[labnetwork] TGMS Emergency Response Cordination

Luciani, Vincent Vincent.Luciani at nist.gov
Wed Jul 22 08:07:47 EDT 2015


Hello Corey,

A couple quick answers:

Here at NIST, we coordinate closely with the NIST Fire and Police Departments.
We have automatic shut-off valves but evacuate for all high alarms
We treat every alarm response as real even if we have high confidence that it is a false alarm.
We have an auto dialer that alerts me and the whole NanoFab staff to any alarm or system error.

John's response was (as usual) right on but I wanted to put in my 2 cents about false alarms.  I have been forming, training and participating in Fab emergency response teams (ERT's) for over 30 years and I have a particular dislike of false alarms because of the huge risk if people start assuming they are false.  I want to share a bit of what I learned.

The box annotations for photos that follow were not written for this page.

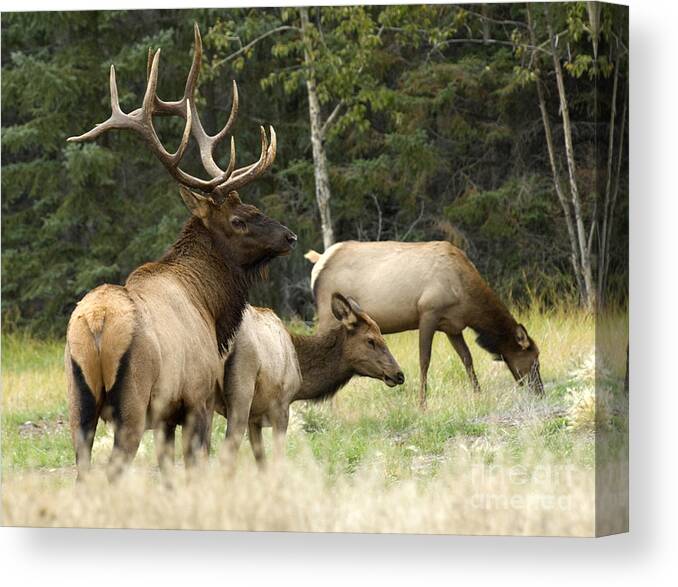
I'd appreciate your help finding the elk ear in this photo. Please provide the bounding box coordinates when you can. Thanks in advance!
[179,186,212,220]
[516,324,530,350]
[332,293,358,330]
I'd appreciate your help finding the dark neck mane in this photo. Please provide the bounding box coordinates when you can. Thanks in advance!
[467,280,518,356]
[134,217,252,353]
[291,326,355,401]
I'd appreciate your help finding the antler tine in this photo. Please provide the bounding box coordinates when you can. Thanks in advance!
[68,23,276,195]
[66,65,134,143]
[215,126,277,193]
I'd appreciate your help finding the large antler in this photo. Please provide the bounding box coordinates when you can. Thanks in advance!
[68,24,276,196]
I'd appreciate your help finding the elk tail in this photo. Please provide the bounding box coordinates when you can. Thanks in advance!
[304,249,321,265]
[67,285,136,404]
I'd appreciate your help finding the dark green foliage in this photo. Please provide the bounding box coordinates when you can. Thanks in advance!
[2,5,628,335]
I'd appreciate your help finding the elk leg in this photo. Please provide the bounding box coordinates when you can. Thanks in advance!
[106,413,146,482]
[224,377,255,474]
[66,355,102,481]
[419,315,438,410]
[71,392,101,481]
[249,422,266,469]
[271,406,290,463]
[153,422,177,474]
[181,407,212,468]
[447,332,480,392]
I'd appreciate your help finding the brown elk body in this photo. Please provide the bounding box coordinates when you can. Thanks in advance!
[216,294,405,463]
[307,241,543,407]
[65,27,296,477]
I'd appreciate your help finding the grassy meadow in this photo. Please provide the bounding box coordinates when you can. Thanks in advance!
[2,309,628,536]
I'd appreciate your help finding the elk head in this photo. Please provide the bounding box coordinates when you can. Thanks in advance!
[68,24,297,266]
[332,293,405,387]
[500,324,544,395]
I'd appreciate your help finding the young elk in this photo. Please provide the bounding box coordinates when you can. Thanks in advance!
[305,241,544,408]
[216,293,405,464]
[65,26,296,478]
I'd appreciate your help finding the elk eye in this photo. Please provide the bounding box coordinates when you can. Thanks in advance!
[231,217,247,231]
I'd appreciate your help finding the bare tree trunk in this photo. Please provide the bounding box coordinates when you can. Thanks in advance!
[603,86,629,296]
[544,5,596,309]
[598,55,623,304]
[527,4,586,301]
[299,7,334,249]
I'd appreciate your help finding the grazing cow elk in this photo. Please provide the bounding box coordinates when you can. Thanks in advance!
[306,241,544,408]
[65,26,296,478]
[216,293,405,464]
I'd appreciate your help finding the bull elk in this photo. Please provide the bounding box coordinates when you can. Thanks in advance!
[65,25,296,478]
[216,293,405,464]
[305,241,544,407]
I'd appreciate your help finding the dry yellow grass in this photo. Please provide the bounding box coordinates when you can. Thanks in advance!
[2,310,628,536]
[2,450,618,536]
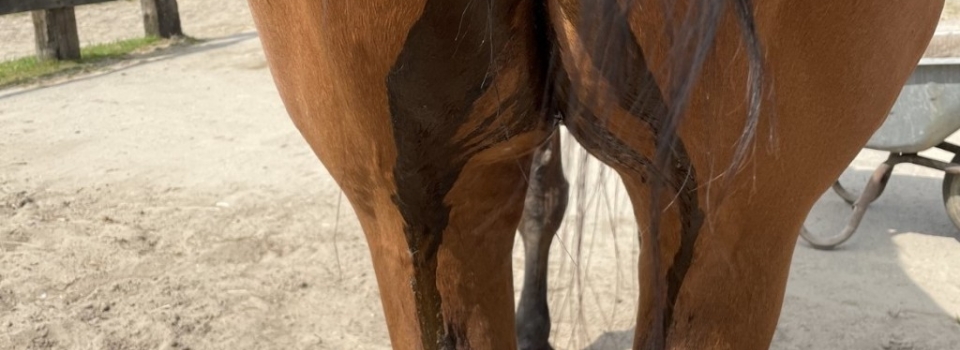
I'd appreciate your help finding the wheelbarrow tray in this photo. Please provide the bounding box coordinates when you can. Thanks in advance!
[866,58,960,153]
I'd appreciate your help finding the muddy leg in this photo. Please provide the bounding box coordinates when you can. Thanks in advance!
[517,132,569,350]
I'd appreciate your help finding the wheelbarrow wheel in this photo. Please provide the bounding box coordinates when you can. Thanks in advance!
[943,155,960,239]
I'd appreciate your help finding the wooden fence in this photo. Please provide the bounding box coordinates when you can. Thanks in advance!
[0,0,183,60]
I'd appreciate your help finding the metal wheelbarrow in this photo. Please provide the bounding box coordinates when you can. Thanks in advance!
[800,58,960,250]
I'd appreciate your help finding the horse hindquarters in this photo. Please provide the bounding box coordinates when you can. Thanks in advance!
[250,0,553,349]
[550,0,942,349]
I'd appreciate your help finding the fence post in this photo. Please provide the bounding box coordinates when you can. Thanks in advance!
[140,0,183,38]
[31,7,80,61]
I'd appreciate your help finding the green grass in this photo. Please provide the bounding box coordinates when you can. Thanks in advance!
[0,36,160,88]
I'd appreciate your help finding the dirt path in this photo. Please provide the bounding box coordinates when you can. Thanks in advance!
[0,0,960,350]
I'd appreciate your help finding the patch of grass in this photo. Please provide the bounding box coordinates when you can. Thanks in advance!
[0,36,160,88]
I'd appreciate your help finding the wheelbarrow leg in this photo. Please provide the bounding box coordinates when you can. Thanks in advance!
[800,156,900,250]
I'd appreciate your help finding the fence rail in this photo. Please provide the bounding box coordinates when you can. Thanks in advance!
[0,0,183,60]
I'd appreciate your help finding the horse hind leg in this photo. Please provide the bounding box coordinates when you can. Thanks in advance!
[516,132,569,350]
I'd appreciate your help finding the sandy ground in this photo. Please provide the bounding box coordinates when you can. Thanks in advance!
[0,0,960,350]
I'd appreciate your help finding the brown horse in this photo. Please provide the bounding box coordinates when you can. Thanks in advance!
[244,0,943,349]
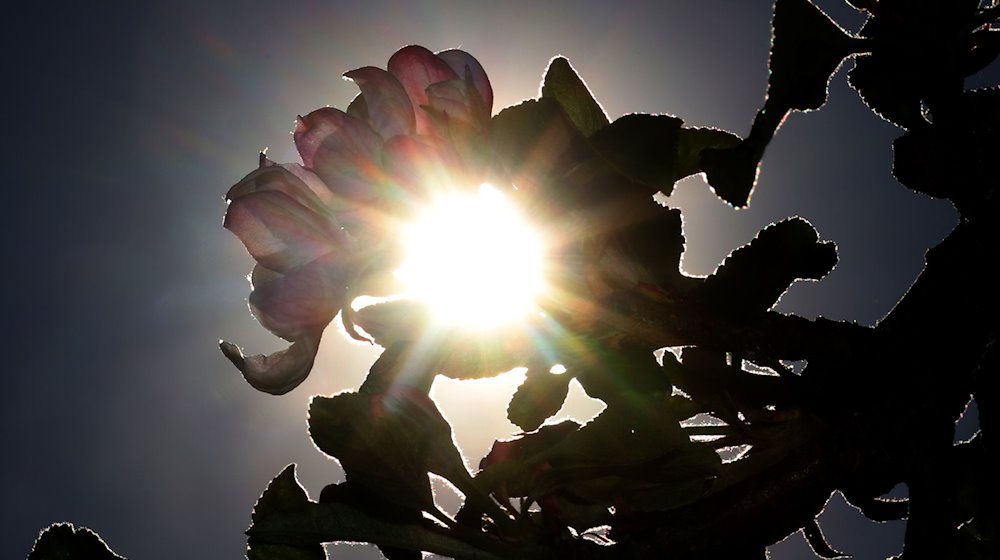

You must have an agreement with all responders (ERT, site Fire Dept. etc) that all alarms are treated as real.  This is difficult when you are plagued with false alarms.  However, in return you commit to getting to the root cause of every false alarm and implement a fix.  I have successfully almost eliminated false alarms by tenaciously pursuing the root cause of each until I found it.  If I were to Pareto chart the causes of false alarms it would look like this (we have the Honeywell sensors)

1) Someone doing work near a sensor that they did not anticipate setting it off:  Jarring it, soldering nearby, pulling wires in the same conduit.
2) Sensor cartridges getting old.  We replace many of them every 6 months.  Some can go a year as specified.
3) Cross sensitivity.  A very insidious problem.  I have had teams of chemists working on finding what caused a sensor go off.  For example, we learned that burning mercaptan (the stuff that makes natural gas smell) will set of a chlorine sensor.  Honeywell confirmed this.  I learned this after fumes from our propane powered forklift on the loading dock set off an HCL sensor a couple times.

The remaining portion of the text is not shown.